‘He said, she said’: Sex and sensitivity raised in complaints about doctors – British Columbia
In one complaint, a female physician accuses one of the three male doctors she shares a clinic with of playing loud music and whistling while she’s trying to consult with patients.
In another, an admittedly modest female patient accuses a male cardiologist of insensitivity after he comments on a necklace hanging between her bare breasts as she sits topless for an exam.
In the first complaint, the female doctor accuses her colleague of misogyny. And in the second, the female patient —a “well-educated business executive” — claims the experience left her feeling “stupid and unintelligent.”
‘It is the reality’
Both are files recently heard by B.C.’s Health Professions Review Board, which acts as a kind of appeal body for people unhappy with the decisions of medical profession regulatory boards.
They are separate cases, but combined represent a snapshot of a profession that, like many others, is being forced to grapple with attitudes about sex and sensitivity.
“Much as I would like to think that we as physicians are held to and hold ourselves to a higher standard, alas, we are part of society and the things that happen in other areas of society happen in medicine as well,” says Susan Phillips, Queen’s University professor in family medicine and public health services with an expertise in gender studies.
“So if there are pockets of sexism or bullying found elsewhere, they’re going to be found in medicine too. I don’t think this is rampant … but it is the reality.”
‘Superiority due to his maleness’
Both the complaint from the female doctor and the complaint from the female patient were initially dismissed by B.C.’s College of Physicians and Surgeons. The Health Professions Review Board is tasked with deciding if the decisions were reasonable given the range of possible outcomes.
Their decisions, while made public, are anonymous.
In the case of the whistling, music-playing colleague, the female doctor said she asked him to either tone it down or close his door; he did neither.
She accused him of having “a problem with women or a sense of superiority due to his maleness.”
The board said the matter basically amounted to a “he said, she said” situation, right down to their colleagues: “one offered a statement that was critical of the registrant and the other was largely supportive.”
The college chose not to criticize the male doctor, instead sending “strongly worded correspondence insisting” they resolve their differences in a professional manner.
The review board found that decision fell within the acceptable range of outcomes.
“The fact that the complainant does not agree with the outcome does not make the disposition unreasonable,” the board noted.
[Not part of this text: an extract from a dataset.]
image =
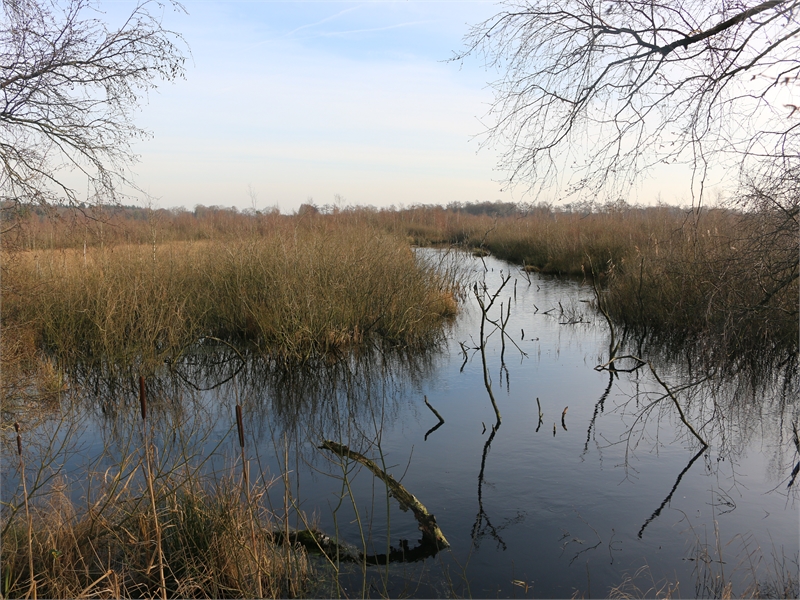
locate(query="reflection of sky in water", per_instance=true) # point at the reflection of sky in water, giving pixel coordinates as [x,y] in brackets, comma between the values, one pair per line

‘Private when it comes to my body’
In the case of the cardiology patient, the board found the college had failed to address the central elements of the case: complaints the doctor hadn’t adequately explained the scope of an exam that would see the patient sit topless in his office for a considerable amount of time and her discomfort over the comment about her necklace.
“I have never liked going to the doctor and it is because I am very private when it comes to my body. The only man who has ever seen me exposed was my husband,” the woman wrote.
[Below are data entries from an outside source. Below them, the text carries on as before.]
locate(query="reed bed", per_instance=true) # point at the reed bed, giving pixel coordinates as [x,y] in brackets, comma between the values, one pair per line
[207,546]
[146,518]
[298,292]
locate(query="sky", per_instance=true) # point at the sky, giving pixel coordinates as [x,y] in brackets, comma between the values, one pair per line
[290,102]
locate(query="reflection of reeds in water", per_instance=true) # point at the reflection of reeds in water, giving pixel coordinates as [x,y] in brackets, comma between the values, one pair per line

“I prided myself on that, as did my husband, but that was taken away from us when [the doctor] chose to perform a redundant test while leaving me exposed the entire time for no reason I can think of other than to ‘have a look’ for his own self-gratification.”
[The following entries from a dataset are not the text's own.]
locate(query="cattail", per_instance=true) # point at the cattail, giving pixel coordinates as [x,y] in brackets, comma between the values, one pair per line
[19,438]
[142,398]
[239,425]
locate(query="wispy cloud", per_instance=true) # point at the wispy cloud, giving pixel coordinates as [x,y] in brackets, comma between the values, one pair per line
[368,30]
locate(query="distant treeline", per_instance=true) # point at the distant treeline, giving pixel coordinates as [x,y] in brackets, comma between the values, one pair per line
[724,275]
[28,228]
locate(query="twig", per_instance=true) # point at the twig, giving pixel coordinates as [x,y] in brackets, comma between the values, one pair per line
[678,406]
For his part, the cardiologist, who has 30 years experience, responded by saying he was “deeply dismayed” by the complaint and is sensitive to any verbal or non-verbal cues of discomfort and would have invited the husband to accompany his wife had he asked.
“I usually chat with the patient about anything (their work, their necklace, their grandchildren, or anything else that comes to mind) in order to try to put them at ease,” the doctor wrote.
“I take great pride in my ‘bedside manner’ and in being as affable and caring as possible.”
The woman’s husband countered by saying “there is a difference between chatting about the weather … and inquiring about a piece of [jewelry] lying between the exposed breasts of your brand new topless patient.”
The board said the college had “side-stepped” the woman’s allegation that the statements were inappropriate according to guidelines that state that physicians “should be careful to ensure that any remarks or questions that are asked cannot be construed as demeaning, seductive or sexual in nature.”
The college’s inquiry committee must now reconsider the matter and issue a new finding that incorporates that criticism.
The review board’s decision says that might cost money but “the key issues that were not addressed in the inquiry committee’s decision are of sufficient concern to the complainant, the patient and to the public interest that these expenditures are warranted.”
‘This obviously struck a chord’
Phillips wouldn’t comment on the specifics of either of the B.C. cases, but said they dovetail with research she’s been conducting that suggests that decades after concerns were first widely raised about sexual harassment of female doctors, the issue is still very much a concern.
In 1993, she made international headlines with a study that revealed that nearly three quarters of female doctors responding to a survey said they had been sexually harassed by patients.
She is now part of a group looking at sexual harassment among medical students. She says their preliminary findings suggest the problem continues, particularly among female students from peers, patients and teachers.
“They wrote a lot and they thanked us for asking about this,” she says. “But this obviously struck a chord with them.”
Phillips says they hope to publish the research soon.